It’s beginning to become more and more evident that search engines are transforming from information retrieval tools into recommendation devices.
Rather than returning results that are the most “relevant” for a query, their focus has become more of providing a result that might match the intent behind a query, and provide results that they believe may most likely match the interests of a searcher. This is one approach to the personalization for searchers and search engines.
My last post was on a method of personalization that Microsoft has described in a patent filing.
A recent patent application from Google describes a way of grouping together searchers that it believes have similar interests, to make recommendations to them based upon choices made by others who share interests. It sounds more than a little like the Microsoft patent application.
Clustering Users to Make Recommendations
When a search engine might want to personalize results for its users, one of the steps that it might try to take is to identify those users and compare them and their interests to other users of the search engine.
A method of doing that involves grouping information about those users into clusters. One well-known method in attempting to achieve user personalization involves collaborative filtering, where users are clustered together, and provided with recommendations of items that other people in the user’s cluster have expressed an interest in. But that’s not the only possible method of using collaborative filtering.
The conventional approach to understanding when a user has expressed an interest in something is to track how that person may have interacted with it, such as whether they clicked upon it, purchasing it, or adding it to a shopping cart.
Recommendations based upon clustering users can take a variety of forms, such as presenting those recommendations to the user as part of search results, showing as news stories the user may want to read, identifying items the user may want to purchase, and so on.
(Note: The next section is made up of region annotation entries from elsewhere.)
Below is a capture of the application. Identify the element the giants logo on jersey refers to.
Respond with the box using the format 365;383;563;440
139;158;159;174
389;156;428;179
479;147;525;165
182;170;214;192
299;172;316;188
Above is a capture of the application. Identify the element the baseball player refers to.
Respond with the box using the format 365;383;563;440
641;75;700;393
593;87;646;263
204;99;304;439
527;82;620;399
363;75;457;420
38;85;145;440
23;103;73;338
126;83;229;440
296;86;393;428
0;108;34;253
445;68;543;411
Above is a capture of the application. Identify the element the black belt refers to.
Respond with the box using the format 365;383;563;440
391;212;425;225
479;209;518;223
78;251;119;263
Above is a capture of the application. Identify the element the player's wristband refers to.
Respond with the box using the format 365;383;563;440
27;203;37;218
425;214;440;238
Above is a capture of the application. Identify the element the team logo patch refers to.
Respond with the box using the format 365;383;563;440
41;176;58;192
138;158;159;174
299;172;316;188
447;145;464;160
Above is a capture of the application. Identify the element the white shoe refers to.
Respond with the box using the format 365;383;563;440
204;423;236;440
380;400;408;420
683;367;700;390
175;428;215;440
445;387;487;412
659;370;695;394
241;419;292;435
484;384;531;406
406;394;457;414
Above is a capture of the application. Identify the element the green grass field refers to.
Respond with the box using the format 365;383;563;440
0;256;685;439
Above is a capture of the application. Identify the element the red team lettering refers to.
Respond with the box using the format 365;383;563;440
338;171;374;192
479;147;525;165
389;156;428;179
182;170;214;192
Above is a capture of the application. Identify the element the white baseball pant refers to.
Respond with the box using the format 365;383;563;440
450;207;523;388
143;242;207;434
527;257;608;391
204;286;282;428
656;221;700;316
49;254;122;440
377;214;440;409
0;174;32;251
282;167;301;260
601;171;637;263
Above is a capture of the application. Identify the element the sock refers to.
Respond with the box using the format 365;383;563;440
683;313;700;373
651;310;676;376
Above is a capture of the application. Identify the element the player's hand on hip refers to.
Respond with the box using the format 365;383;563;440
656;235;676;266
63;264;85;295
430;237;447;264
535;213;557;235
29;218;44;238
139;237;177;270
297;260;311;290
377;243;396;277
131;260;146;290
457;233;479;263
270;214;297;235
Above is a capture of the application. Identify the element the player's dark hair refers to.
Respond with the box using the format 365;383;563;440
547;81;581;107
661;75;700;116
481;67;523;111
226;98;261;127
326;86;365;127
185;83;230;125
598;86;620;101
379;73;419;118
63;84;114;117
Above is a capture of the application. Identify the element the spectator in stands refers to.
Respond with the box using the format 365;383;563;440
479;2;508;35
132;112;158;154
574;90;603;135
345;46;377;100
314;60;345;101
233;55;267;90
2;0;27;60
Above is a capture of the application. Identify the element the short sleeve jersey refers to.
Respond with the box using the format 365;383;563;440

These recommendations may be kept separate from search results that aren’t based upon clustering.
Scalable user clustering based on set similarity
Invented by Mayur Datar and Ashutosh Garg
Assigned to Google
US Patent Application 20070038659
Granted February 15, 2007
Filed August 15, 2005
Abstract
Methods and apparatus, including systems and computer program products, to provide clustering of users in which users are each represented as a set of elements representing items, e.g., items selected by users using a system.
In one aspect, a program operates to obtain a respective interest set for each of multiple users, each interest set representing items in which the respective user expressed interest; for each of the users, to determine k hash values of the respective interest set, wherein the i-th hash value is a minimum value under a corresponding i-th hash function; and to assign each of the multiple users to each of the respective k clusters established for the respective user, the i-th cluster being represented by the i-th hash value.
The assignment of each of the users to k clusters is done without regard to the assignment of any of the other users to k clusters.
The listed inventors are co-authors on a paper that is scheduled to be published sometime this month and presented at the 16th International World Wide Web Conference (WWW2007). The abstract for the paper seems to cover a lot of the same ground as this patent filing.
Google News Personalization: Scalable Online Collaborative Filtering
Authors:
Abhinandan Das (Google Inc.)
Mayur Datar (Google Inc.)
Ashutosh Garg (Google Inc)
Shyam Rajaram (the University of Illinois at Urbana Champagne)
Abstract:
Several approaches to collaborative filtering have been studied but seldom have the studies been reported for large (several millions of users and items) and dynamic (the underlying item set is continually changing) settings.
In this paper, we describe our approach to collaborative filtering for generating personalized recommendations for users of Google News. We generate recommendations using three approaches:
collaborative filtering using MinHash clustering,
Probabilistic Latent Semantic Indexing (PLSI), and
covisitation counts.
We combine recommendations from different algorithms using a linear model. Our approach is content-agnostic and consequently domain-independent, making it easily adaptable for other applications and languages with minimal effort. This paper will describe our algorithms and system setup in detail, and report results of running the recommendations engine on Google News.
It certainly does put an emphasis on knowing your audience, and what they might like and dislike, Barry. I think that’s a healthy movement.
And that’s true regardless of whether a site has a commercial intent behind it or not.
It makes a lot of sense that the search engines should be moving in this direction. Thanks for confirming this trend, Bill. Clearly it makes it even more inappropriate to think only SEO and keyword ranking. It puts more emphasis where it should be on looking at the total effect of SEM in getting traffic and conversions to sales.